A few years after I left the school board, the high school gym/driver’s ed /health teacher was arrested, in the home he shared with his girl friend, for possession with intent to distribute of some hard-core drugs. He also was fired and, I believe, lost tenure.

It’s also permitted in NJ to not rehire teachers if it’s just a matter of “Reduction in Force.” For example, if you decide to no longer offer Latin as a foreign language, you don’t have to rehire the Latin teacher.
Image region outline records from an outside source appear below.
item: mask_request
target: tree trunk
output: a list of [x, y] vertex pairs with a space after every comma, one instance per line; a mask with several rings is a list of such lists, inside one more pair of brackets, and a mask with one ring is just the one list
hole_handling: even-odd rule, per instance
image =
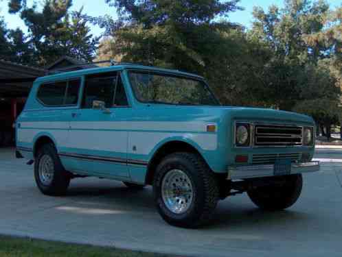
[[328, 140], [330, 139], [331, 137], [331, 124], [330, 123], [327, 123], [326, 124], [326, 137]]
[[340, 138], [342, 139], [342, 121], [340, 123]]
[[324, 132], [324, 125], [321, 124], [320, 127], [321, 127], [321, 131], [322, 132], [322, 136], [326, 136], [326, 132]]
[[[319, 136], [319, 123], [318, 122], [316, 123], [316, 136]], [[341, 136], [342, 136], [342, 134]]]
Or if you just decide you need fewer elementary school teachers, you can let go those with the least seniority.

So, there you are. If you’re a teacher in NJ, you must demonstrate during the first 3 years that you are a good teacher; after that you have a job as long as you want it unless your position is eliminated or you do something really stupid. Do some tenured teachers “coast?” Absolutely. It’s far from the majority though. Most teachers I have had to do with really wanted to make a difference to the students.

IMHO in many cases tenure is more important in the public schools than in the Universities. Imagine a Biology teacher in a school district that suddenly becomes fundie (think Kansas). And, yes the curriculum is restricted but all teachers have their own take on the “Meaning of…” How can you teach History, Literature, Political Science or even Biology if you’re constantly looking over your shoulder in fear of parental, administrative and political intervention?

A big part of teaching, again IMHO, is to open students to views and ideas other than what they have been exposed to before. Education is not just facts and memorization. Education must include critical thinking. And if you haven’t seen any room in the public school for politics or unpopular ideas you haven’t been reading the headlines or GD.